About one-third of people with major depressive disorder do not respond to standard antidepressants, and even those who do respond may wait weeks for effects. Ketamine, a mixture of two enantiomers, (R)-ketamine and (S)-ketamine, blocks NMDARs and shows rapid antidepressant effects in treatment-resistant depression. Preclinical evidence indicates (R)-ketamine has lower NMDAR affinity but greater and longer-lasting antidepressant potency with fewer side effects than racemic ketamine or (S)-ketamine. Ketamine and its enantiomers also modulate synaptogenesis and neurotransmission. This review summarizes current evidence on neurotransmission, neuroplasticity, and neural network activity as mechanisms, highlighting intracellular signaling pathways involving mTOR, ERK, and BDNF, and discusses probable mechanisms behind side effects.

Molecular signature underlying (R)-ketamine rapid antidepressant response on anhedonic-like behavior induced by sustained exposure to stress.

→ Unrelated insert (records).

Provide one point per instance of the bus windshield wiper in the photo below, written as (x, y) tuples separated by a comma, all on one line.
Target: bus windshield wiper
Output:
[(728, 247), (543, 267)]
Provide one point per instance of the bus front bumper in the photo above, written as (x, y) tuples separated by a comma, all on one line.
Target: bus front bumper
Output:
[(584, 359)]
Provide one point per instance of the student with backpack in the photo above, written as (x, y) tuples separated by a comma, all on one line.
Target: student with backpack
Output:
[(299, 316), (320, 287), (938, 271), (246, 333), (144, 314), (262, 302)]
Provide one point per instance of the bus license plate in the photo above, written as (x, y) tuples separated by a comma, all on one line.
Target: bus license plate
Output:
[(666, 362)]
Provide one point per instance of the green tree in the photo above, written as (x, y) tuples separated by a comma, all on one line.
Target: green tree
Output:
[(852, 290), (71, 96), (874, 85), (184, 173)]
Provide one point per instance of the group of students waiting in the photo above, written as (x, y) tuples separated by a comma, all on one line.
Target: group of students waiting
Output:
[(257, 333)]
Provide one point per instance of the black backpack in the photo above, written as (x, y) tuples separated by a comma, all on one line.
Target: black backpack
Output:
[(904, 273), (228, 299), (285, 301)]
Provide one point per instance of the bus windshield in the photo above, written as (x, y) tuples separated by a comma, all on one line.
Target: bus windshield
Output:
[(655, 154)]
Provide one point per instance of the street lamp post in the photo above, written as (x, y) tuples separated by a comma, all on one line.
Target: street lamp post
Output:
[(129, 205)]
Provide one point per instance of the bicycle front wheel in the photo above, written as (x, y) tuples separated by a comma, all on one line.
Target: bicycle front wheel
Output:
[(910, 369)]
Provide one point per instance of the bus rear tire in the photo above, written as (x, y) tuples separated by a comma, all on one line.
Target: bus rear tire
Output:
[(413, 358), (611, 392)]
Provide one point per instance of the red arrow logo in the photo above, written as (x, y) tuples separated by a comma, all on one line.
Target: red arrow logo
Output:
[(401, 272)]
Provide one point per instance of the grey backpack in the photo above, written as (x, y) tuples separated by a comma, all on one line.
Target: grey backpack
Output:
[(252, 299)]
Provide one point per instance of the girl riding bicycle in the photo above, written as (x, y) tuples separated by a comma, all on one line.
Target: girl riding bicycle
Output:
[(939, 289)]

Pharmacology, biochemistry, and behavior December 1, 2024 Ellen Scotton, Paola Rampelotto Ziani, Renata Luiza Boff Wilges et al. 1 citation

Anhedonia, a core symptom of major depressive disorder, was studied in male Wistar rats exposed to chronic variable stress. Rats classified as anhedonic-like showed reduced sucrose preference, which was reversed by a single dose of (R)-ketamine. High-throughput proteomics of the prefrontal cortex revealed that anhedonia was linked to downregulation of Neuronal Pentraxin Receptor and Galectin-1, suggesting disruption in inflammatory response, neurotransmitter activity, and glutamatergic synapses. (R)-ketamine response was associated with novel protein targets involved in oxidative stress, energy metabolism, synaptogenesis, dendritic arborization, neuroinflammation, gene expression, and telomere length. These pathways overlap with known depression pathophysiology and may offer therapeutic targets for anhedonia.